Written by
Zach Kelling
At
Thu Aug 01 2019
Original Lattice Cryptography: Our FHE From Scratch
Building original lattice-based FHE in Go — not Zama's tfhe-rs, not Microsoft SEAL. NTT SIMD optimization, encrypted database storage via ZapDB, C FFI + Rust bindings.
Original Lattice Cryptography: Our FHE From Scratch
Microsoft has SEAL. Zama has tfhe-rs. IBM has HElib. We didn't use any of them. We built our own fully homomorphic encryption library from lattice primitives in Go, with C FFI bindings and a Rust interface.
This sounds like NIH syndrome. It wasn't.
Why Roll Your Own FHE
Fully homomorphic encryption lets you compute on encrypted data without decrypting it. The server never sees plaintext. The operations happen on ciphertexts, and the results, when decrypted, are correct. This is the holy grail of encrypted computation.
The existing libraries solve this problem in specific ways, for specific use cases, with specific performance tradeoffs. SEAL is optimized for Microsoft's cloud computing model. tfhe-rs is optimized for boolean circuit evaluation. HElib targets batch arithmetic.
None of them were designed for what we needed: encrypted database operations on a blockchain. We needed homomorphic operations that worked within the constraints of on-chain storage, gas costs, and the specific query patterns of a blockchain state database.
The Implementation
The foundation is RLWE (Ring Learning With Errors) over polynomial rings. The ring structure gives us the algebraic properties needed for homomorphic operations, and the error terms provide the security guarantee.
Polynomial arithmetic: NTT (Number Theoretic Transform) for fast polynomial multiplication. This is the equivalent of FFT for finite fields. Multiplying two degree-N polynomials naively is O(N^2). NTT brings it to O(N log N). For our parameters (N = 4096 or 8192), this is the difference between usable and unusable.
SIMD optimization: The polynomial coefficients map to SIMD lanes. A single ciphertext can encode thousands of plaintext values in parallel slots. Homomorphic operations on the ciphertext operate on all slots simultaneously. This is not GPU parallelism — it's data parallelism baked into the algebraic structure of the scheme.
Bootstrapping: The fundamental challenge of FHE. Every homomorphic operation adds noise to the ciphertext. After enough operations, the noise overwhelms the signal and decryption fails. Bootstrapping refreshes the ciphertext by homomorphically evaluating the decryption function — encrypting the decryption. Our bootstrapping implementation targets the minimum circuit depth needed for database operations, not general-purpose computation.
ZapDB: Encrypted Database Storage
ZapDB is the application layer on top of the FHE library. It's an encrypted key-value store where:
- Values are stored as FHE ciphertexts
- Queries execute on encrypted data
- The database server never sees plaintext values
- Results are returned as ciphertexts that only the key holder can decrypt
For a blockchain database, this means node operators can store and query state without ever seeing the actual state values. Privacy is not a policy — it's a mathematical guarantee.

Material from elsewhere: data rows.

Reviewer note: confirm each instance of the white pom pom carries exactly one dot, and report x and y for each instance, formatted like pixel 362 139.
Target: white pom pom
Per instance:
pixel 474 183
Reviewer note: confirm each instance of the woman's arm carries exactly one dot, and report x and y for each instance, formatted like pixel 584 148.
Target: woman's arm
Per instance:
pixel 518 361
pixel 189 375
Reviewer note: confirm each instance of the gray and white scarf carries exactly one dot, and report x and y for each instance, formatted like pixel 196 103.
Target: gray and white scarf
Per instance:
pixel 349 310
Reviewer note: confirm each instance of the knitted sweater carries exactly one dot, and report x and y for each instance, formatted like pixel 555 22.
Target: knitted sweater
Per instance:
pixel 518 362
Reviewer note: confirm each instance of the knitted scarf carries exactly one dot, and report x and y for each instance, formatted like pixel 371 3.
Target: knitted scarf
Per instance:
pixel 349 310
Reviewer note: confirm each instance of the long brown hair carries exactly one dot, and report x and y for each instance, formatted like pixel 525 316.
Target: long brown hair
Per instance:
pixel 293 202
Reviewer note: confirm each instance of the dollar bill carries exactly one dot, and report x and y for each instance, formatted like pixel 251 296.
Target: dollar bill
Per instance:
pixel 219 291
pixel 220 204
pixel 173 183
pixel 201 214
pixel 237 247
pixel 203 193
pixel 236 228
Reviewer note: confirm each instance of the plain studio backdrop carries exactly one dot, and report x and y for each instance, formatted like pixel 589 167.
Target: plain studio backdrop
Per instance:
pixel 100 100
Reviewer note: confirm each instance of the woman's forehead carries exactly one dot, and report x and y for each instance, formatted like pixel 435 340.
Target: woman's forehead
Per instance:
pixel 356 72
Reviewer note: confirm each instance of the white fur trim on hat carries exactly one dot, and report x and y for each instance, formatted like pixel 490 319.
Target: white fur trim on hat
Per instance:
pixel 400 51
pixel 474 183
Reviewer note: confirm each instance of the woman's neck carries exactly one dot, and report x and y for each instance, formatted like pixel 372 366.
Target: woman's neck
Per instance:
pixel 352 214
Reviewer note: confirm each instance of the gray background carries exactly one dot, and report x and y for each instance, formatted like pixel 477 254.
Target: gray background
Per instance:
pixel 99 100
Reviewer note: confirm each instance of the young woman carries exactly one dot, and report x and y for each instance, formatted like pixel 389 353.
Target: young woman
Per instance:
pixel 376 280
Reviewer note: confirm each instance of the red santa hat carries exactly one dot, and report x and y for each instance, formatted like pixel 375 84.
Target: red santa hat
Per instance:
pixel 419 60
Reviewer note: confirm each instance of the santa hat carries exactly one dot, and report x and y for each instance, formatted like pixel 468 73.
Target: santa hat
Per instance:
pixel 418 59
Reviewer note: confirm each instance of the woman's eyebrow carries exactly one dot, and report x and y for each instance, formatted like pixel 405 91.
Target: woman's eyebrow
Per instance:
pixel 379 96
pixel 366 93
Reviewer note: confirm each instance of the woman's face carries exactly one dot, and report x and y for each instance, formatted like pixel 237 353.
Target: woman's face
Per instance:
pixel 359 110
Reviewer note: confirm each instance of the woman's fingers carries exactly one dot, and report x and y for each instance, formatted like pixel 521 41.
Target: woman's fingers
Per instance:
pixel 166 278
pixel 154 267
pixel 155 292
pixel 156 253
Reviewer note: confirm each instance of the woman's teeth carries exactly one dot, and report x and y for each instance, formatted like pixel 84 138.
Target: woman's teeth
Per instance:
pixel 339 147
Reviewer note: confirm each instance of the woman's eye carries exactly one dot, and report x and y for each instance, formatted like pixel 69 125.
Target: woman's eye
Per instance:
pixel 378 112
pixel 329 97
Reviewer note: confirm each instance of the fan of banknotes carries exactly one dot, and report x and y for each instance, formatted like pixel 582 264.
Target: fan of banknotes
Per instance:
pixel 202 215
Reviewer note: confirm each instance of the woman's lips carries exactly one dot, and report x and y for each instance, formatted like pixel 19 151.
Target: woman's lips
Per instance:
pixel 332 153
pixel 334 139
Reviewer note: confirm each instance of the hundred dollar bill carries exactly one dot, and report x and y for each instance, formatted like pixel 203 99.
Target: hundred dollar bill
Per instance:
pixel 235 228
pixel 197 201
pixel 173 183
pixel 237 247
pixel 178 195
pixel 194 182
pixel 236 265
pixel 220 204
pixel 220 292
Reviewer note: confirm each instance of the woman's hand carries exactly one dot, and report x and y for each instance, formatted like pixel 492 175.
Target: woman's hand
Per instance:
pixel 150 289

The query model is limited compared to a general-purpose database. You can do equality checks, range queries, and arithmetic aggregations. You cannot do arbitrary SQL. This is a fundamental limitation of the FHE scheme's supported operations, not a missing feature.
C FFI + Rust Bindings
The core library is Go. The performance-critical inner loops — NTT, polynomial reduction, noise sampling — have C implementations that Go calls via CGO. The C code is where the SIMD intrinsics live.
The Rust bindings wrap the C interface with safe Rust types. This gives us the Go library for Lux node integration, the C library for raw performance, and the Rust bindings for everything else in our stack that's written in Rust.
// Go interface
ct := fhe.Encrypt(pk, plaintext)
result := fhe.Add(ct1, ct2)
decrypted := fhe.Decrypt(sk, result)
// decrypted == plaintext1 + plaintext2Why Building Your Own Matters
When you use someone else's FHE library, you trust their parameter selection, their noise budget management, their RNG, their side-channel mitigations. For an application where the encrypted data is financial state on a public blockchain — visible to every node operator in the world — the attack surface is not theoretical.
Building from scratch means understanding every parameter choice. We know why N is 4096 and not 2048 (security margin). We know why the coefficient modulus is structured as a chain of primes (RNS representation for efficient modular arithmetic). We know where the noise budget goes and how many operations we can chain before bootstrapping.
This understanding is not available from a library's documentation. It comes from implementing the field arithmetic, debugging the bootstrapping circuit, and measuring the noise growth empirically. The code is the understanding.
zeekay — our own lattice crypto, our own FHE, our own encrypted database. every bit understood.